The capitalists, however, are powerfully entrenched behind the state, which is the powers
of government; this includes the legal, civil, and armed forces; this is the political power
controlled by the capitalists in their interests, viz., to preserve their ownership in the
means of wealth production. But in the hands of the class conscious workers these would
be used as an instrument for their emancipation.
Therefore, to accomplish their universal freedom, the workers must be organized into a
political party of their class with a full knowledge of their conditions, and the meaning of
the momentous act it is called upon to accomplish, viz., the emancipation of the workers
from slavery and establishment of a new order of society based upon the ownership of the
means of wealth production, by and in the interest of the whole community. With this
object in view, we solicit the support of all members of the working class. Our slogan
must be: “Workers of the world, unite; you have nothing to lose but your chains, a world
to gain.”
Declaration of Principles
The Socialist Party of North America has for its object:
The emancipation of the workers from slavery and establishment of a new order of
society based on the ownership of the means of wealth production, by and in the interest
of the whole community.
We hold:
That society as at present constituted is divided into two classes, the capitalist class and
the working class.
The capitalist class are the owners of property in the means of wealth production: land,
factories, transportation, etc.
The working class in this respect are the propertyless class, and are, therefore, dependent
upon the capitalist class for their existence.

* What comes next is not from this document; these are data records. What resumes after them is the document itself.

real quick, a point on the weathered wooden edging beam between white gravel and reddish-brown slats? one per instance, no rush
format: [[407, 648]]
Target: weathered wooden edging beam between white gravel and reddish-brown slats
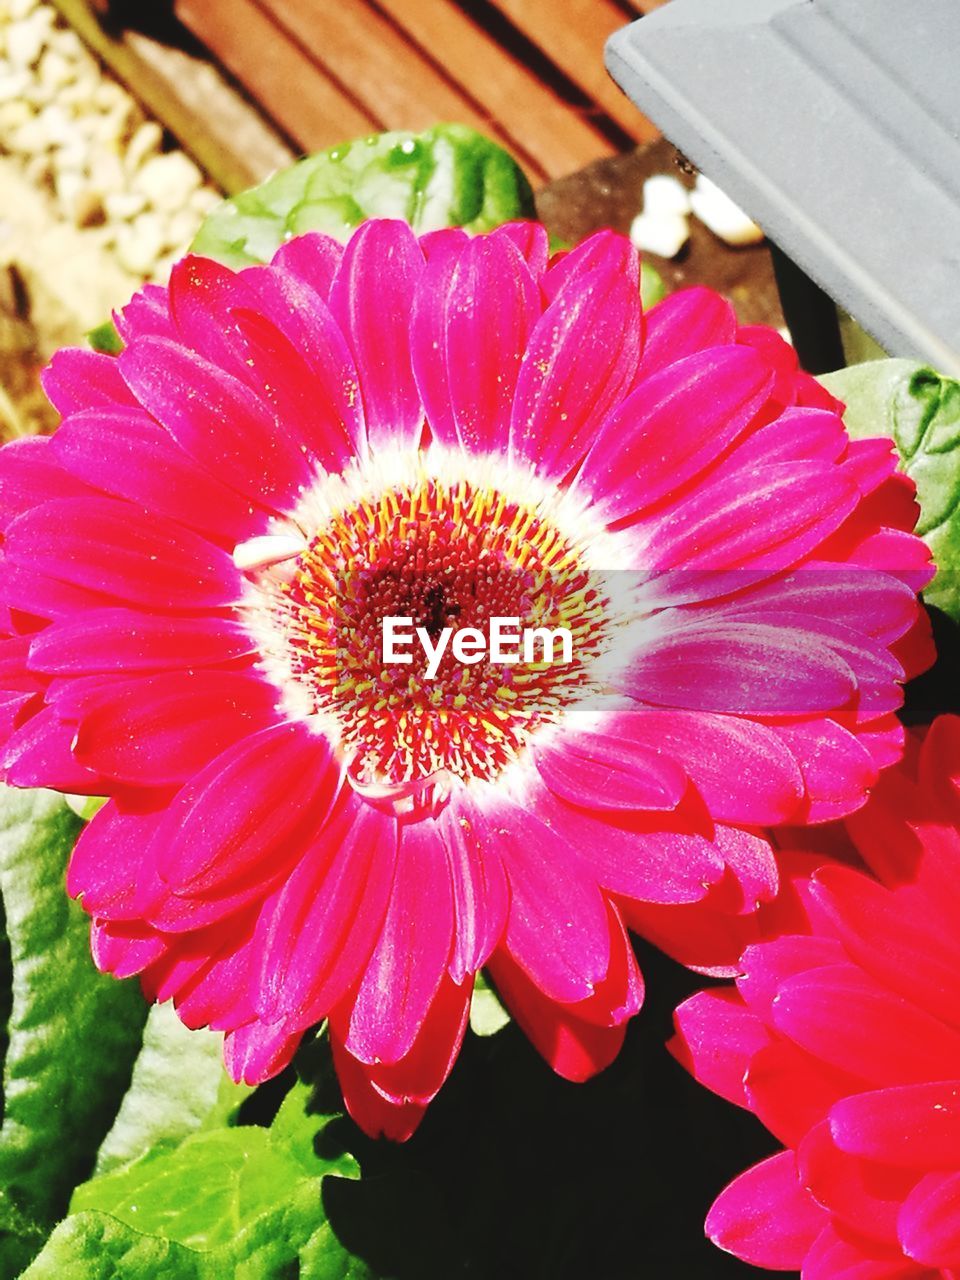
[[235, 164]]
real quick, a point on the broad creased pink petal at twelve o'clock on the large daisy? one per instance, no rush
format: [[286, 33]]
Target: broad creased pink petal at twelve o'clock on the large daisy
[[473, 316]]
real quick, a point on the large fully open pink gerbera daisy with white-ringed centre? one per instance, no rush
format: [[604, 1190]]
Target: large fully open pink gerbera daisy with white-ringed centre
[[199, 564]]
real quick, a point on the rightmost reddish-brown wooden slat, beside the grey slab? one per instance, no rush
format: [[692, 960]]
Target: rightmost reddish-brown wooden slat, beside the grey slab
[[573, 36]]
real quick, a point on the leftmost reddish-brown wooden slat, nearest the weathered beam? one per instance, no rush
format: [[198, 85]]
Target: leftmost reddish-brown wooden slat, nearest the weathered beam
[[307, 104]]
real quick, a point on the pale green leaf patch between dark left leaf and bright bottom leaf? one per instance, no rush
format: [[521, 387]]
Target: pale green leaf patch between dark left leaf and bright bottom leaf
[[179, 1086]]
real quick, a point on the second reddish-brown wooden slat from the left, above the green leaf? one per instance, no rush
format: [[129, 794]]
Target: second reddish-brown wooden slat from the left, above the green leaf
[[387, 76]]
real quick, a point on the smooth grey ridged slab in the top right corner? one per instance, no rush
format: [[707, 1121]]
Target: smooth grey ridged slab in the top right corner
[[836, 126]]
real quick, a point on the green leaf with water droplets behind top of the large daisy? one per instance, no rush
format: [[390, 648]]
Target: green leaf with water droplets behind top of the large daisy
[[447, 177]]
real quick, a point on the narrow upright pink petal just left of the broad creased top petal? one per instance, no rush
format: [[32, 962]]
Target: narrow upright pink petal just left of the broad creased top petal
[[372, 298]]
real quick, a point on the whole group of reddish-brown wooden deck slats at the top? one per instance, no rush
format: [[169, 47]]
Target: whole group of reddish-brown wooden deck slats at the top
[[528, 72]]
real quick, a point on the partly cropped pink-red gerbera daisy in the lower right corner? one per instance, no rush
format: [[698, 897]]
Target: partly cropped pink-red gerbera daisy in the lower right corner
[[844, 1039]]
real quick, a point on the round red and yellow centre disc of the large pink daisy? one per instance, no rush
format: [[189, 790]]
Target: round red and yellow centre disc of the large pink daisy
[[446, 555]]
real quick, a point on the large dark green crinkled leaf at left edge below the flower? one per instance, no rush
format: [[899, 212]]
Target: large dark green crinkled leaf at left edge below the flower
[[74, 1034]]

That this ownership of the machinery of production tends, with the development of
industry, to greater accumulation of wealth to the capitalist and a more precarious
subsistence for the worker.
This creates an antagonism of interest between owners and non-owners, capitalist and
wage worker, resulting in a constant struggle over the division of the wealth produced.
The basis of the class struggle, therefore, lies in the economic foundations of society.
The title to capitalist ownership is vested in the state, and all the powers of government
are used by the ruling class to protect their interests and legalize their encroachments.
All class struggles are therefore political struggles, and the workers must organize
consciously and politically to gain control of the machinery of government (including
the legal, civil, and armed forces) in order to abolish the capitalist form of private
property in the means of production and convert it into the common property of the
community, with democratic control. This is the revolutionary proposition.
Therefore, the first step in the revolution of the working class is to raise itself to the
position of the ruling class, that it may lay hold of the ready-made state machinery,
convert this instrument of oppression and domination into an agent for the emancipation
of all mankind from wage slavery for ever.
The Socialist Party of North America, therefore, enters the field of political action
determined to wage war against all other political parties, whether alleged labor or
avowedly capitalist, and calls upon the members of the working class of this country to
muster under its banner to the end that a speedy termination may be wrought to the
system which deprives them of the fruits of their labor, and that poverty may give rise to
comfort, privilege to equality, and slavery to freedom.